Define vector field with known curl and div [duplicate]
So I am trying to write a report on the Helmholtz decomposition theorem on $\mathbb{R}^3$. The theorem states that under certain conditions, every vector field $\textbf{F}:U \subseteq \mathbb{R}^3 \to V \subseteq \mathbb{R}^3$ can be decomposed into a curl-free and a divergence-free component as: \begin{equation} \textbf{F}=-\nabla \phi+\nabla \times \textbf{A} \end{equation} where $\phi$ and $\textbf{A}$ are the correspoding scalar and vector potentials of the field. So I tried to apply the theorem on the following vector fields: \begin{equation} \textbf{F}_1(x,y,z)=(-y,x,0) \quad \text{and} \quad \textbf{F}_2(x,y,z)=(x,-y,0) \end{equation} For the vector field $\textbf{F}_1$ I calculated that: \begin{equation} \nabla \times \textbf{F}_1=(0,0,2) \quad \text{and} \quad \nabla \cdot \textbf{F}_1=0 \end{equation} Therefore it is said that $\textbf{F}_1$ is a divergence-free field. In the same way I calculated that: \begin{equation} \nabla \times \textbf{F}_2=(0,0,0) \quad \text{and} \quad \nabla \cdot \textbf{F}_2=0 \end{equation} Therefore is said to be a curl-free and divergence-free field. Now, Helmholtz decomposition states that the sources of the field which is to be decomposed are defined as: \begin{equation} \phi=\nabla \cdot \textbf{F} \quad \text{και} \quad \textbf{A}=\nabla \times \textbf{F} \end{equation} which I find it to be terribly wrong since if I apply the divergence of a field decomposed by Helmholtz I would have: \begin{equation} \nabla \cdot \textbf{F}=-\nabla^2 \phi \end{equation} which is not $\phi$ but the Laplace equation of $\phi$! Is the notation wrong? I am really confused.
Moreover, if lets say I knew the curl and the divergence of $\textbf{F}_1$ in that particular example would it be possible to construct the whole field $\textbf{F}_1$? Helmholtz says that I can but when I try to do that I get (according to the wrong way): \begin{equation} \nabla \cdot \textbf{F}_1=0 \quad \text{and} \quad \nabla \cdot \textbf{F}_1=\phi \end{equation} Therefore $\phi=0$?? If that is true then $\textbf{F}_1=\nabla \times \textbf{A}=(0,0,0)$ which is obviously not $\textbf{F}_1$.
Finally, the Laplacian term which defines the harmonic field, appears into the second example and somehow the Laplacian is $\phi(x,y)=1/2(x^2-y^2)$. How is this done?
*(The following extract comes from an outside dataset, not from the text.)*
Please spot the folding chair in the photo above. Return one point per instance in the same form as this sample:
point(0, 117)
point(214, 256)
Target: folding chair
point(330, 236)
I believe that if I understand the application on the simple examples then I will be able to see the whole picture.
Thank you!
If ${\bf F} = - \nabla \phi + \nabla \times {\bf A}$, we get $\nabla \cdot {\bf F} = - \Delta \phi$. So we want to get $\phi$ by solving a Laplace equation. Then we get $\bf A$ by solving $\nabla \times {\bf A} = {\bf F} + \nabla \phi$.
In your first example, ${\bf F}_1$ is indeed divergence-free, so you can take any $\phi$ whose Laplacian is $0$. You could take $\phi = 0$, but if you prefer you can use any harmonic function. For example, let's take $\phi = x$ which makes $\nabla \phi = [1,0,0]$. So now you want $\nabla \times {\bf A} = [1-y,x,0]$. One possible solution is ${\bf A} = [xz, yz-z,0]$. There are many possible solutions: the decomposition is far from unique.
First of all, the wrong thing that you think is wrong, is totally wrong! :) So, yes, you are right!
If you take the divergence and curl of the following equation
$$ \textbf{F}=-\nabla \phi+\nabla \times \textbf{A} $$
then you will get, respectively
$$\boxed{ \begin{align} \nabla \cdot \textbf{F} &= - \nabla^2 \phi \\ \nabla \times \textbf{F} &= - \nabla^2 \textbf{A} \end{align} }\tag{1}$$
where use has been made of the identitiy
$$\nabla \times \nabla \times \textbf{A} = \nabla (\nabla \cdot \textbf{A})-\nabla^2 \textbf{A}$$
and the assumption
$$\nabla \cdot \textbf{A} =0 $$
which has been made for simplicity.
In conclusion, for a given vector field $\textbf{F}$, you should solve the Poisson equations mentioned in $(1)$ for $\phi$ and $\textbf{A}$.